Raj Singh Dungarpur

Personal information
- Full name: Raj Singh Dungarpur
- Born: 19 December 1935 Dungarpur, Rajasthan, India
- Died: 12 September 2009 (aged 73) Mumbai, Maharashtra, India
- Height: 5 ft 9 in (175 cm)
- Batting: Right-handed
- Bowling: Right-arm medium

Domestic team information
- 1955–56: Madhya Bharat
- 1956–57 to 1970–71: Rajasthan
- 1960–61 to 1967–68: Central Zone

Career statistics
| Competition | First-class |
| Matches | 86 |
| Runs scored | 1292 |
| Batting average | 15.20 |
| 100s/50s | 0/0 |
| Top score | 44 not out |
| Balls bowled | 10489 |
| Wickets | 206 |
| Bowling average | 28.84 |
| 5 wickets in innings | 5 |
| 10 wickets in match | 1 |
| Best bowling | 7/88 |
| Catches/stumpings | 59/0 |
- Source: Cricinfo, 26 July 2014

24th President of BCCI
- In office 1996–1999
- Preceded by: Inderjit Singh Bindra
- Succeeded by: A. C. Muthiah

= Raj Singh Dungarpur =

Indian cricketer (1935–2009)

Raj Singh Dungarpur (19 December 1935 - 12 September 2009) was a president of Board of Control for Cricket in India. He played first class cricket for 16 years and was in and out of the Board of Control for more than 20 years. He was a selector of the national team for two terms. He also managed the Indian cricket team four times on overseas tours.

As the chairman of the selection committee, Dungarpur introduced Sachin Tendulkar to international cricket by selecting him for India's 1989 tour of Pakistan when he was just 16 years old. He is also credited for establishing the National Cricket Academy in Bangalore.

==Biography==
Maharaj Raj Singh was born in the erstwhile princely state of Dungarpur in Rajasthan (then called Rajputana) on 19 December 1935. He was the youngest son of Maharawal Lakshman Singhji, the ruler of Dungarpur. He has two brothers, namely, Jaisinghji and Mahipalsinghji, and three sisters, one of whom is the Maharani of Bikaner. He studied at Daly College, Indore. He was the long-term romantic partner of Lata Mangeshkar, the legendary singer.

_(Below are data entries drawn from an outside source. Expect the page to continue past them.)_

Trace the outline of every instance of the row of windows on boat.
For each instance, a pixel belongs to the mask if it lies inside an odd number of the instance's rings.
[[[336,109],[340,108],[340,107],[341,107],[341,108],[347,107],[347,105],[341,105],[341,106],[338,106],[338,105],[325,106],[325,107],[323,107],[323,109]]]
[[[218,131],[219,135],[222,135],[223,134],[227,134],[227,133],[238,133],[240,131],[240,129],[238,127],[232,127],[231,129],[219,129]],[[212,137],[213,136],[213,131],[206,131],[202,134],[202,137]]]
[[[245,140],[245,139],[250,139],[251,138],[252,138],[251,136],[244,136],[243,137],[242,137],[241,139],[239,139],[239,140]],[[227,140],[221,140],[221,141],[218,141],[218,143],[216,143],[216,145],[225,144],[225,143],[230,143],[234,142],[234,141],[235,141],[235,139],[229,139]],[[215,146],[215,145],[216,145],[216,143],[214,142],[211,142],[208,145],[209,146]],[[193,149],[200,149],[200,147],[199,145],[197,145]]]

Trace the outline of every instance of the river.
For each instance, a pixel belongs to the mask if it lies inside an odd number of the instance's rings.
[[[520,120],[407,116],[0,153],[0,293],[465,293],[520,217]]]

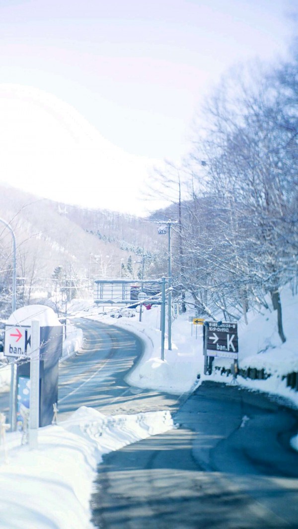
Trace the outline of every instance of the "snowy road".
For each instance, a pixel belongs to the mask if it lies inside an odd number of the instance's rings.
[[[59,367],[58,407],[65,420],[80,406],[106,415],[175,411],[178,397],[131,387],[124,379],[142,354],[141,340],[127,331],[98,322],[76,321],[83,329],[82,351]]]
[[[102,529],[298,526],[297,415],[264,395],[205,382],[180,427],[108,454],[93,497]]]

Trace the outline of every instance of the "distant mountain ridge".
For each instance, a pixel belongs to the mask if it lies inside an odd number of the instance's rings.
[[[156,224],[148,219],[81,208],[7,185],[0,184],[0,218],[15,233],[18,281],[30,299],[38,291],[52,290],[57,267],[66,277],[92,284],[95,277],[119,277],[128,259],[139,263],[133,255],[156,251],[164,243]],[[11,242],[11,234],[0,222],[0,300],[1,285],[10,282]]]

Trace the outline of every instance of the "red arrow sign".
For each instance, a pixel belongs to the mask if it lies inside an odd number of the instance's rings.
[[[19,340],[21,339],[23,335],[20,332],[19,329],[16,329],[17,334],[11,334],[11,336],[17,336],[17,340],[16,340],[16,342],[19,342]]]

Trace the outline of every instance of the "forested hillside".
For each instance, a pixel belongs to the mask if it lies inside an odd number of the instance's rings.
[[[80,209],[3,185],[0,217],[0,299],[7,310],[13,256],[5,223],[15,236],[18,306],[48,297],[58,303],[61,293],[66,301],[90,296],[94,278],[138,278],[156,263],[156,225],[145,220]]]

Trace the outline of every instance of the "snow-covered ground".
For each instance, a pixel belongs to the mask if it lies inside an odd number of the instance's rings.
[[[274,311],[251,312],[248,325],[239,322],[240,368],[264,368],[270,376],[264,380],[238,376],[238,382],[252,389],[285,397],[296,407],[298,394],[286,387],[283,377],[298,371],[298,296],[293,297],[287,287],[282,299],[287,338],[285,344],[282,344],[278,337]],[[107,311],[107,307],[105,309]],[[210,376],[204,375],[202,327],[188,321],[192,313],[179,315],[174,321],[172,350],[167,350],[166,344],[162,361],[159,307],[143,311],[141,322],[138,313],[133,317],[116,318],[109,313],[103,315],[102,310],[92,301],[77,300],[72,305],[74,317],[84,316],[124,327],[143,340],[145,354],[127,378],[131,385],[182,394],[191,391],[206,378],[228,384],[232,381],[231,376],[221,375],[218,370]],[[69,330],[64,354],[71,354],[82,339],[79,333],[73,329]],[[214,361],[214,367],[223,365],[229,368],[230,361]],[[7,385],[7,376],[3,370],[0,370],[0,381],[3,389]],[[37,450],[21,445],[20,432],[6,434],[6,458],[3,438],[0,452],[0,527],[65,529],[69,526],[69,513],[72,529],[92,527],[89,500],[102,454],[173,426],[169,413],[162,411],[106,417],[83,407],[67,421],[40,428]],[[292,444],[298,449],[298,437],[292,440]]]

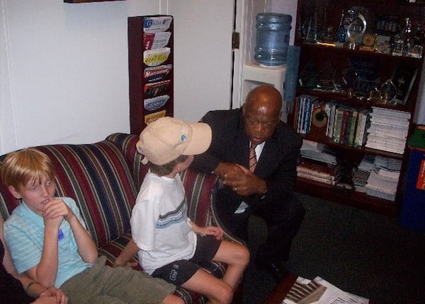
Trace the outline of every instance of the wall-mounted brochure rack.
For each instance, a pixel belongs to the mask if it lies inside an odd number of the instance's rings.
[[[128,76],[130,133],[174,115],[173,17],[129,17]]]

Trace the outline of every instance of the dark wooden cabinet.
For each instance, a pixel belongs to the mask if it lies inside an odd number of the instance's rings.
[[[128,19],[130,124],[139,135],[151,122],[174,115],[173,17]]]
[[[300,117],[296,111],[300,103],[300,96],[304,94],[314,96],[323,103],[337,103],[356,109],[376,107],[409,113],[410,134],[414,128],[423,65],[421,47],[424,40],[425,4],[395,0],[299,0],[298,10],[295,45],[300,47],[298,98],[295,110],[288,117],[288,123],[297,129]],[[406,18],[409,18],[412,30],[407,34],[404,33]],[[366,25],[364,31],[363,19]],[[349,39],[346,37],[342,42],[338,29],[344,25],[346,35],[347,25],[350,33]],[[419,53],[409,51],[404,55],[394,55],[398,54],[394,52],[395,44],[405,41],[407,35],[410,39],[408,50],[413,50],[412,46],[418,45],[414,50],[419,49]],[[391,83],[390,80],[398,81],[396,88],[386,86]],[[301,133],[305,139],[328,145],[355,164],[358,164],[366,154],[402,160],[395,201],[363,192],[341,191],[332,185],[300,177],[297,191],[373,212],[397,216],[404,187],[409,156],[407,144],[401,153],[385,148],[371,148],[366,144],[347,144],[333,140],[326,129],[325,125]]]

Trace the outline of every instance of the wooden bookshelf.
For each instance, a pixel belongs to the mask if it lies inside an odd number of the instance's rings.
[[[413,119],[421,82],[423,57],[394,56],[391,52],[384,53],[360,49],[358,45],[362,42],[357,40],[353,47],[349,47],[348,43],[345,44],[345,47],[338,47],[327,42],[329,39],[332,39],[332,31],[334,34],[339,28],[343,10],[346,14],[349,9],[355,8],[358,10],[355,10],[356,11],[365,14],[367,21],[365,33],[372,33],[375,37],[388,35],[392,40],[401,33],[406,17],[410,18],[413,27],[421,22],[421,16],[425,13],[425,4],[409,4],[399,0],[298,0],[298,8],[295,44],[300,47],[300,56],[297,95],[316,96],[324,103],[332,100],[358,108],[378,107],[408,112],[410,114],[407,128],[409,137],[414,128]],[[397,21],[398,26],[392,33],[383,33],[382,30],[378,30],[378,24],[384,18],[382,16],[390,16],[392,20]],[[307,38],[305,25],[309,24],[309,21],[312,21],[314,23],[317,30],[316,41],[312,42]],[[321,43],[322,42],[324,43]],[[374,86],[379,89],[387,79],[395,79],[400,66],[417,69],[416,77],[412,78],[411,81],[409,94],[405,95],[407,97],[402,103],[371,98],[372,93],[368,95],[368,92],[372,90]],[[353,78],[356,81],[354,85],[350,83],[350,77],[353,77],[350,73],[353,70],[357,73],[355,74],[356,78]],[[359,71],[360,74],[358,73]],[[296,110],[297,105],[295,106],[294,112],[288,115],[288,123],[295,129],[297,129]],[[344,191],[331,185],[300,177],[297,180],[297,192],[386,216],[397,216],[402,202],[407,169],[409,148],[407,140],[404,152],[398,153],[370,148],[364,145],[353,146],[334,142],[327,136],[324,129],[312,129],[302,136],[305,139],[332,147],[351,162],[358,164],[365,155],[370,154],[402,160],[402,169],[395,201],[363,192]]]

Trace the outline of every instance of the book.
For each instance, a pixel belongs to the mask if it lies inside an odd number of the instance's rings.
[[[328,180],[327,178],[320,177],[319,176],[312,175],[308,173],[304,173],[302,172],[297,173],[298,177],[304,178],[305,180],[314,180],[314,182],[322,182],[324,184],[330,185],[333,186],[335,185],[334,180]]]
[[[348,116],[350,115],[350,110],[344,108],[342,112],[342,121],[341,122],[341,131],[339,133],[339,142],[342,144],[345,142],[346,134],[347,132],[347,127],[348,124]]]
[[[339,107],[335,110],[335,122],[334,124],[334,131],[332,136],[332,140],[335,143],[339,143],[343,116],[344,108],[342,107]]]
[[[357,129],[357,116],[358,112],[357,110],[353,110],[350,112],[348,116],[348,122],[347,124],[347,131],[346,135],[345,143],[348,146],[354,145],[354,136]]]
[[[356,130],[356,139],[354,139],[354,146],[363,146],[366,141],[366,126],[369,122],[369,112],[370,109],[363,108],[358,111],[357,121],[357,129]]]
[[[329,180],[334,180],[334,168],[329,165],[321,165],[316,163],[303,162],[297,166],[297,173],[310,174]]]
[[[312,119],[312,106],[314,102],[317,99],[317,96],[302,94],[300,96],[300,107],[299,121],[298,123],[298,131],[302,134],[307,134],[310,129],[310,125]]]

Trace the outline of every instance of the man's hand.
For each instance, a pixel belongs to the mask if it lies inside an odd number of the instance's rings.
[[[232,170],[224,174],[223,182],[230,187],[239,195],[248,195],[263,193],[266,189],[266,182],[258,177],[249,169],[237,164],[233,164]]]
[[[135,267],[139,264],[137,262],[121,260],[120,257],[117,257],[112,265],[113,267]]]

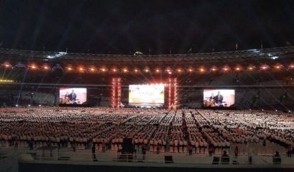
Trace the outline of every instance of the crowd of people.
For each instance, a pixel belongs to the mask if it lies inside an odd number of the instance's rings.
[[[0,109],[2,147],[118,151],[124,138],[132,138],[137,151],[211,155],[233,150],[238,155],[279,151],[291,156],[294,116],[204,109]]]

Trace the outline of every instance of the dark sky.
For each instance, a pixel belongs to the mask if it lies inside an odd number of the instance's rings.
[[[2,47],[151,54],[294,44],[294,1],[0,0]]]

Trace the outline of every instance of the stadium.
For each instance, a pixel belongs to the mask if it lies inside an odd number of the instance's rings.
[[[294,46],[234,45],[0,45],[0,172],[293,171]]]

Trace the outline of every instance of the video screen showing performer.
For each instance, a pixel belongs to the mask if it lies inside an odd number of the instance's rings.
[[[82,105],[86,101],[86,88],[59,89],[59,104]]]
[[[204,89],[203,106],[229,107],[235,104],[235,89]]]

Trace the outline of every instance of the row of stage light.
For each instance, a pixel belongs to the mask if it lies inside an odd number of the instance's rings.
[[[81,72],[81,73],[103,73],[103,72],[111,72],[111,73],[167,73],[169,74],[174,74],[174,73],[192,73],[192,72],[199,72],[199,73],[206,73],[206,72],[241,72],[243,71],[249,71],[249,72],[254,72],[254,71],[273,71],[273,72],[279,72],[279,71],[284,71],[284,70],[294,70],[294,63],[291,63],[287,65],[284,65],[280,63],[277,63],[273,65],[269,65],[266,64],[262,64],[260,66],[256,66],[253,65],[249,65],[246,67],[243,67],[242,65],[238,65],[235,67],[230,67],[228,65],[224,65],[222,67],[218,67],[217,66],[210,66],[207,67],[205,66],[200,66],[198,67],[178,67],[176,69],[172,68],[167,68],[165,69],[160,69],[160,67],[150,69],[147,67],[143,69],[139,68],[133,68],[130,69],[129,67],[124,67],[123,69],[119,69],[116,67],[112,67],[110,68],[107,68],[105,67],[96,67],[94,65],[90,65],[87,67],[83,65],[79,65],[77,67],[74,67],[72,65],[67,65],[65,67],[62,67],[59,65],[54,67],[51,67],[47,63],[43,64],[43,65],[38,66],[35,63],[32,63],[28,66],[24,65],[15,65],[12,66],[10,63],[5,63],[1,64],[1,68],[4,68],[6,69],[13,69],[15,67],[23,67],[28,69],[31,71],[43,71],[43,72],[50,72],[56,69],[60,69],[61,70],[67,72]]]

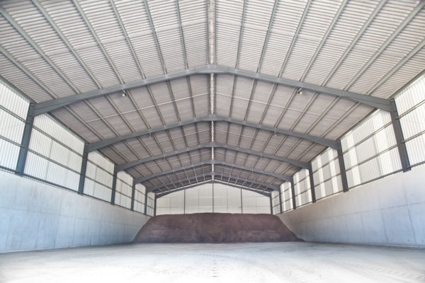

He played for the Rajasthan cricket team and Central Zone cricket team, appearing in 86 first class cricket matches from 1955 to 1971, and taking 206 wickets as a medium-pace bowler. In Rajasthan's victory over Vidarbha in 1967-68 he took his best figures of 7 for 88 and 5 for 55. He was appointed as the Manager of the Indian cricket team on a number of tours.

He was also the president of Cricket Club of India, Mumbai for 13 years. He served as the president of the Board of Control for Cricket in India for two terms. His last cricketing stint was as the manager of the Indian team to Pakistan.

He died on 12 September 2009, after a prolonged battle with Alzheimer's disease, in Mumbai, aged 73. His funeral was held at Dungarpur.